A year ago, Brown was the king in waiting. Tony Blair, the cause of all of Labour’s problems, would soon be gone – replaced by a steely man of principle who would reinvigorate the government. Brown took the opportunity of his last Budget as chancellor of the exchequer in March 2007 to stick the boot into the Conservative opposition. For so long, the Tories had been the party of lower taxes. Now, a Labour chancellor was cutting the basic rate of income tax to just 20 per cent. What a coup!

It was all just a PR stunt, though. The Gord giveth, and the Gord taketh away. To pay for the two per cent cut in the basic rate, Brown announced that he would scrap one of his own initiatives, the ‘starter rate’ of tax, charged at 10 per cent on the first £2000 or so of taxable income. The overall effect, to come into effect in April 2008, would be neutral. But while higher earners would benefit a little from this change, those on lower incomes would actually be a bit worse off – as much as a fiver a week. Almost no one minded – at least, not on the Labour benches. It made great headlines – and it seemed like a sensible simplification of the tax system. When a handful of MPs tried to amend the new arrangements, they were quietly ignored by their colleagues.

Twelve months on and the new rules have kicked in. Suddenly, everyone seems to mind. While the sums involved are small and probably wouldn’t cause consternation in rosier times, that extra five pounds a week is coming at a time of rising prices and gathering economic gloom. Fuel and food bills are up substantially. Suddenly, that ‘tax simplification’ has become a mean-spirited kick in the guts to just the kind of people who should be reliable Labour voters. John McFall, chairman of the Treasury Select Committee, said that such people seemed an ‘unreasonable target for raising additional tax revenues to fund the benefits of tax simplification and meeting the needs of children in poverty’.

What’s changed in twelve months? The angst over the tax change has little to do with the needs of lower-paid workers. In fact, petty party politics has been central both to the original decision to change the tax rules and the reaction against it. A year ago, Brown wanted a grand announcement that would mark him taking control while undermining the Tories – so the tax change was a good idea. But now Brown is floundering and a lot of Labour MPs are starting to get very edgy about the political outlook – and now that tax change sucks.

The Tories, long incapable of making any dent in Labour’s opinion poll ratings, are suddenly getting consistent leads.

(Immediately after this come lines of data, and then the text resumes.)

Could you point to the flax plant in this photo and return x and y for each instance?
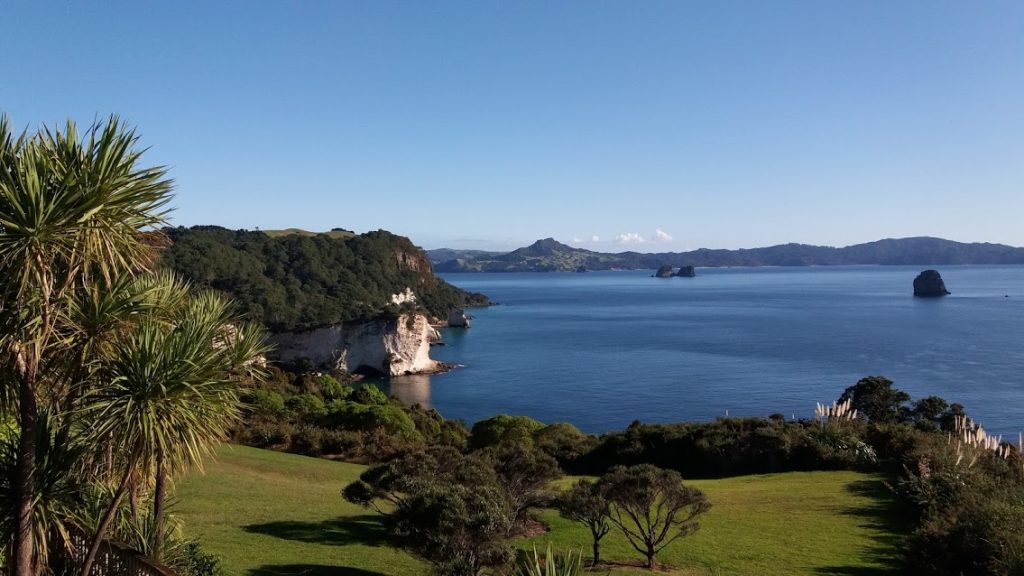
(553, 565)
(838, 412)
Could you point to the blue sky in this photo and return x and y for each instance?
(492, 124)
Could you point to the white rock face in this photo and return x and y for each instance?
(390, 346)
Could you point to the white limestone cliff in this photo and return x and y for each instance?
(390, 346)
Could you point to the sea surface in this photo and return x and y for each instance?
(603, 348)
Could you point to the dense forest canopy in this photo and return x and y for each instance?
(297, 282)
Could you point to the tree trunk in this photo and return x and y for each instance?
(159, 498)
(24, 544)
(105, 523)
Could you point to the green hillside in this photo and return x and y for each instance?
(336, 233)
(301, 280)
(267, 513)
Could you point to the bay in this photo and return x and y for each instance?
(604, 348)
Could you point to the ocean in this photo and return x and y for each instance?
(603, 348)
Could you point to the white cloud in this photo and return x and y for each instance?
(629, 238)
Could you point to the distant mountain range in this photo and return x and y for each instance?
(551, 255)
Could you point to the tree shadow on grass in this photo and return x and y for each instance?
(884, 513)
(309, 570)
(368, 530)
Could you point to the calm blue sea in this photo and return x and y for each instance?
(601, 350)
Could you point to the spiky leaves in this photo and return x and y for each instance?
(72, 208)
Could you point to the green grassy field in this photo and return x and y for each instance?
(267, 513)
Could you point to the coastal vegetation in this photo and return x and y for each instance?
(114, 379)
(302, 281)
(124, 364)
(264, 512)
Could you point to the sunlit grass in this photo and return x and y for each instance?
(270, 513)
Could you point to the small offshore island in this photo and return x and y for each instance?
(197, 335)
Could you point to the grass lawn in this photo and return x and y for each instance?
(267, 513)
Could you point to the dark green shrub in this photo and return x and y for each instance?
(503, 428)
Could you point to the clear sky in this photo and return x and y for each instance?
(611, 125)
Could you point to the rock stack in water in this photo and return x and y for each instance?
(929, 284)
(686, 272)
(664, 272)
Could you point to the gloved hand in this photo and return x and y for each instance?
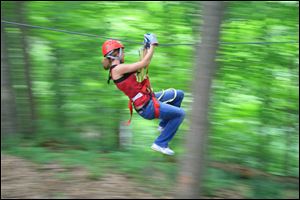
(149, 39)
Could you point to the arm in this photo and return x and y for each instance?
(125, 68)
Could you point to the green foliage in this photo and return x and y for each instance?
(254, 103)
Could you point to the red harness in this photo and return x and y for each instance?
(139, 93)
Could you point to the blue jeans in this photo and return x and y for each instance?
(171, 115)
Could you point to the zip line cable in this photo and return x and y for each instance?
(134, 42)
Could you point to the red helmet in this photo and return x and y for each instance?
(110, 45)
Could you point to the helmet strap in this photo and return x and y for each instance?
(109, 55)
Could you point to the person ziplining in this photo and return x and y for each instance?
(133, 80)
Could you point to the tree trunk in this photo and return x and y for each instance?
(27, 69)
(189, 179)
(8, 106)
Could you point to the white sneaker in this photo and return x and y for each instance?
(164, 150)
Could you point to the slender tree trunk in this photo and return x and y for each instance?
(59, 97)
(8, 105)
(189, 179)
(27, 69)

According to a ‘poll of polls’ in today’s Independent, Labour (30 per cent) is now wallowing some 11 points behind the Conservatives (41 per cent) – enough to provide the Tories with an overall majority in Parliament (1).

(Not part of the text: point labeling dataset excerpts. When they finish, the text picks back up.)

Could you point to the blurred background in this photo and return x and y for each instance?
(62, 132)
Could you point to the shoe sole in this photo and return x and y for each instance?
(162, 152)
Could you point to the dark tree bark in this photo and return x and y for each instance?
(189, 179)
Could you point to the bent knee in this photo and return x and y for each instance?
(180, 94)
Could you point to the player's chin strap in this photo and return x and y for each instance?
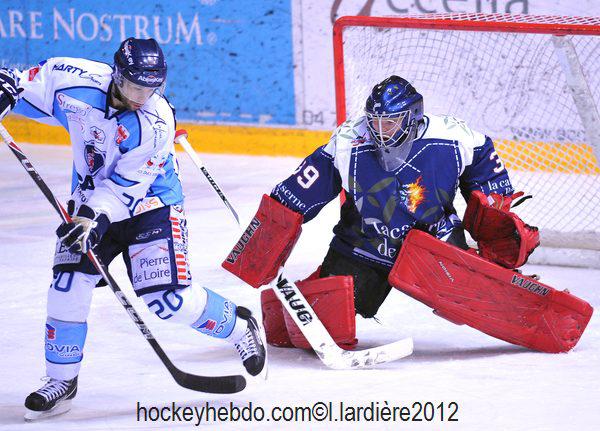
(216, 384)
(324, 346)
(181, 139)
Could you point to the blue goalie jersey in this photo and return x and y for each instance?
(381, 207)
(123, 161)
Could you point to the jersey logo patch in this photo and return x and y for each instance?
(122, 134)
(93, 158)
(33, 71)
(412, 195)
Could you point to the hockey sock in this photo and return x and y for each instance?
(64, 348)
(219, 318)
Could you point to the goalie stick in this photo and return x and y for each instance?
(210, 384)
(328, 351)
(181, 139)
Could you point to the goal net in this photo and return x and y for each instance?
(531, 83)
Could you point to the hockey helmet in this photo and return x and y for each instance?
(139, 70)
(393, 110)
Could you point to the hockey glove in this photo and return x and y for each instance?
(9, 93)
(501, 235)
(85, 230)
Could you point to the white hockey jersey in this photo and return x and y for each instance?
(123, 161)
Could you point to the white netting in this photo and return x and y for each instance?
(512, 87)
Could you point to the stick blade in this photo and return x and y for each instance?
(211, 384)
(345, 359)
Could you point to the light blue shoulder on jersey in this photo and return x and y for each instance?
(24, 107)
(62, 85)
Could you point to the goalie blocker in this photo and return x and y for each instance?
(467, 289)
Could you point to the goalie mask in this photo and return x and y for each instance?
(139, 71)
(393, 110)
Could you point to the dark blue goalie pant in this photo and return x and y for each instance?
(154, 246)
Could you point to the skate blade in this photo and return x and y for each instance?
(265, 371)
(59, 409)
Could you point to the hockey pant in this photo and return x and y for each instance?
(69, 300)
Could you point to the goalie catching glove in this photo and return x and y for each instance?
(84, 231)
(501, 235)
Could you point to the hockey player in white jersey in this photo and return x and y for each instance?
(126, 198)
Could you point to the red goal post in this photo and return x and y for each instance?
(532, 83)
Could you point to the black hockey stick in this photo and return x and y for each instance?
(181, 139)
(210, 384)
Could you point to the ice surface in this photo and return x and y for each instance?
(496, 385)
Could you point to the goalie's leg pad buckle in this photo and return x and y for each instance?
(468, 289)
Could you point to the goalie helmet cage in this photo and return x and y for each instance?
(531, 83)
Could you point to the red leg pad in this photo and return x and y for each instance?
(273, 320)
(332, 298)
(266, 243)
(467, 289)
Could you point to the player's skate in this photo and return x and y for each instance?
(251, 347)
(54, 398)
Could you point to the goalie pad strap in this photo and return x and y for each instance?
(266, 243)
(467, 289)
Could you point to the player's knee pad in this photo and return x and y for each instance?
(332, 299)
(200, 308)
(70, 296)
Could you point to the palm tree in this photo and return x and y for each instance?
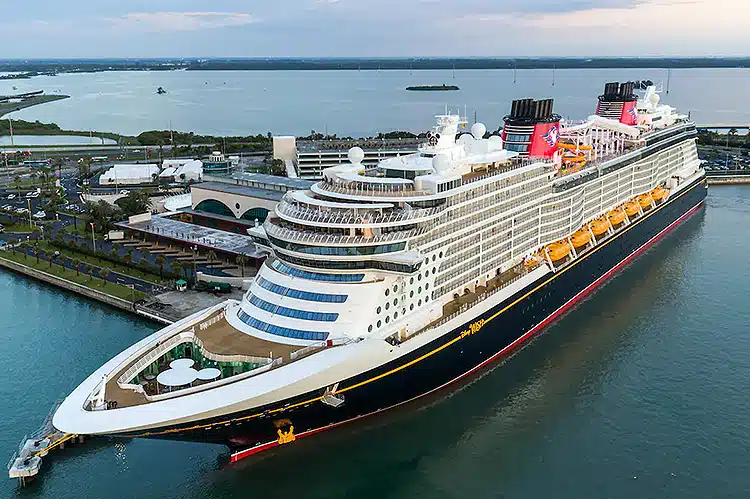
(160, 261)
(176, 267)
(242, 261)
(104, 274)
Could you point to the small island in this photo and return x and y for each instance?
(432, 88)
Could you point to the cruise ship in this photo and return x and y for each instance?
(385, 284)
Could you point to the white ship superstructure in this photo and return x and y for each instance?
(373, 270)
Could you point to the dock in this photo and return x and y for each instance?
(26, 463)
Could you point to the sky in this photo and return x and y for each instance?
(375, 28)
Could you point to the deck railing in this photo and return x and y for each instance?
(354, 216)
(338, 240)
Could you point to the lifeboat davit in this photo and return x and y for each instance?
(659, 193)
(558, 250)
(599, 226)
(616, 216)
(645, 200)
(580, 238)
(631, 208)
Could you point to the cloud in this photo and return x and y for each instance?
(181, 21)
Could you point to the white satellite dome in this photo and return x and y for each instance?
(441, 163)
(478, 130)
(356, 155)
(465, 139)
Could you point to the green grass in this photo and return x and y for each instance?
(21, 228)
(109, 288)
(122, 269)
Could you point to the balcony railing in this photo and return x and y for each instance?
(354, 216)
(373, 190)
(316, 238)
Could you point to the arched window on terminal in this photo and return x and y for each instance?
(253, 213)
(215, 207)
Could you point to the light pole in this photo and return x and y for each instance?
(195, 265)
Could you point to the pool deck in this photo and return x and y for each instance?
(219, 338)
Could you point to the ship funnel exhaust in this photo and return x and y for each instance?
(531, 129)
(618, 102)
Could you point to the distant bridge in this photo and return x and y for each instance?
(722, 126)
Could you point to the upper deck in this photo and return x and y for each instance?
(211, 342)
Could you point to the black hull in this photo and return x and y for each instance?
(453, 356)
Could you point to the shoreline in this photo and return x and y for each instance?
(33, 68)
(80, 290)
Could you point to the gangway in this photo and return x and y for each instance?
(26, 463)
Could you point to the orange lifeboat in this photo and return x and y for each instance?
(645, 200)
(599, 226)
(558, 250)
(532, 261)
(616, 216)
(580, 238)
(659, 193)
(631, 208)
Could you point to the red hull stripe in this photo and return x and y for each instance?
(517, 343)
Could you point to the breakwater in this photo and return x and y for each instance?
(84, 291)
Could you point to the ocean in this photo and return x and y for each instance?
(352, 103)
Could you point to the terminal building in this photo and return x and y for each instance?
(221, 211)
(310, 158)
(238, 202)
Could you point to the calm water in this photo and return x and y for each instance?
(41, 140)
(641, 391)
(350, 102)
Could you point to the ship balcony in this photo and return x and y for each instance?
(322, 239)
(354, 217)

Where did it all go wrong?

Things started so well for Brown after he finally became Labour leader last June. There wasn’t an election, more a roadshow culminating in his coronation. Then there were a string of national emergencies – foot and mouth, floods, terrorist attacks – to allow him to look decisive as the national leader pulling it all together. Political commentators swooned, even if some noted that the ‘Brown revolution’ seemed to be a rather mealy-mouthed and cautious kind of insurrection. The Conservatives were terrified; there were rumours of leader David Cameron coming under pressure to resign because the party was getting nowhere in the polls. Even Cameron’s hand-picked by-election candidate turned out to be a Labour donor (see Ealing Southall: a comedy of errors, by Rob Lyons). So confident was Brown that by August he was allowing open speculation on an early election to ram home his advantage.

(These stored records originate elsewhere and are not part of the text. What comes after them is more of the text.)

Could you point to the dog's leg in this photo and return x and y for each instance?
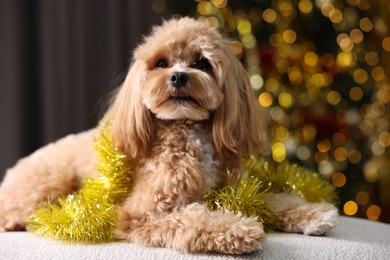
(296, 215)
(51, 171)
(193, 228)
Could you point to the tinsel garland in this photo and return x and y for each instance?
(90, 214)
(245, 194)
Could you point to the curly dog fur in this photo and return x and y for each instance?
(184, 115)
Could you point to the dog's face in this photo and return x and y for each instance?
(186, 70)
(181, 63)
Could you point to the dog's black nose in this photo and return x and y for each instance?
(179, 79)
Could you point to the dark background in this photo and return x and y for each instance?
(58, 61)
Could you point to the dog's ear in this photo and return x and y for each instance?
(132, 128)
(237, 123)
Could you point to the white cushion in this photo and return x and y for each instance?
(351, 239)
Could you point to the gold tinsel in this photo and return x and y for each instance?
(245, 194)
(289, 178)
(90, 214)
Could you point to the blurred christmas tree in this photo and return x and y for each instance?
(322, 68)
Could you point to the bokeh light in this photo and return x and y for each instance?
(321, 70)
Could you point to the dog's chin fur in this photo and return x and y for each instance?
(181, 140)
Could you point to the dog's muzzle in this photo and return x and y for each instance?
(179, 79)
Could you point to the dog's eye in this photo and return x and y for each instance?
(202, 64)
(162, 63)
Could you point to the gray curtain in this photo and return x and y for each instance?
(58, 60)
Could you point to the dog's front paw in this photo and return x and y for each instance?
(11, 221)
(322, 220)
(244, 237)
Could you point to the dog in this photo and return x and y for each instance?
(185, 114)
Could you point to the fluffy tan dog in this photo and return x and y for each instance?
(184, 115)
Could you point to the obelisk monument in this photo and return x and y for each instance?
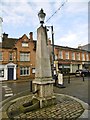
(43, 82)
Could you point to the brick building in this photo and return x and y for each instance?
(72, 58)
(17, 58)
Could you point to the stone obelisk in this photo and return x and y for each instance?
(43, 82)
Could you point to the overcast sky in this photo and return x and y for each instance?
(70, 23)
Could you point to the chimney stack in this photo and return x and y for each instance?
(5, 35)
(31, 36)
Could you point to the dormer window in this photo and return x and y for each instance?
(24, 44)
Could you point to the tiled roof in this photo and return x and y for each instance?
(8, 43)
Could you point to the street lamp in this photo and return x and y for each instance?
(41, 16)
(53, 56)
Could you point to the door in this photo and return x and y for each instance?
(10, 73)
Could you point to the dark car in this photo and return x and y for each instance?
(82, 73)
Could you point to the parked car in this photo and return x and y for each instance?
(85, 73)
(78, 73)
(82, 73)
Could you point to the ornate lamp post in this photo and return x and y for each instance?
(41, 16)
(43, 82)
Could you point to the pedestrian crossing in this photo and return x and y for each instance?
(8, 91)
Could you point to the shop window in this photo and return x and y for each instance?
(33, 70)
(24, 71)
(1, 72)
(10, 56)
(24, 56)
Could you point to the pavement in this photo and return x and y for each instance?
(67, 107)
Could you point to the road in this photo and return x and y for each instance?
(77, 88)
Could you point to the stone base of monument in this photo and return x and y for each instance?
(31, 105)
(44, 92)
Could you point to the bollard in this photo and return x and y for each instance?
(69, 78)
(31, 86)
(83, 77)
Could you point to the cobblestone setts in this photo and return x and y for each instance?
(66, 108)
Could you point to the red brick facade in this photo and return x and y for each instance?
(18, 57)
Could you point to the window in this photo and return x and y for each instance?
(67, 55)
(24, 71)
(83, 57)
(61, 54)
(0, 56)
(73, 56)
(87, 58)
(24, 44)
(56, 57)
(10, 56)
(24, 56)
(1, 72)
(33, 70)
(77, 56)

But then along came a ‘national crisis’ that wasn’t so easy to look good over: the collapse of mortgage lender Northern Rock. Things turned a bit messy; Brown suddenly didn’t look in control. But even then, the Labour party conference in late September was dominated by election fever. The Tories pulled together at their own conference a week later, announcing a relatively trivial plan to change the inheritance tax rules which played well in the press. Cameron managed to give a solid speech (without using an autocue!). Brown, too fearful of losing the premiership after only just getting it, bottled out. The ‘will he, won’t he’ speculation only served to sum him up all too well; far from being an honest and courageous politician, Brown was shown to be as much a political manipulator as his predecessor, but without even the redeeming feature of Blair’s dubious charm (see ‘Bottler Brown’ – the PM British politics deserves, by Mick Hume).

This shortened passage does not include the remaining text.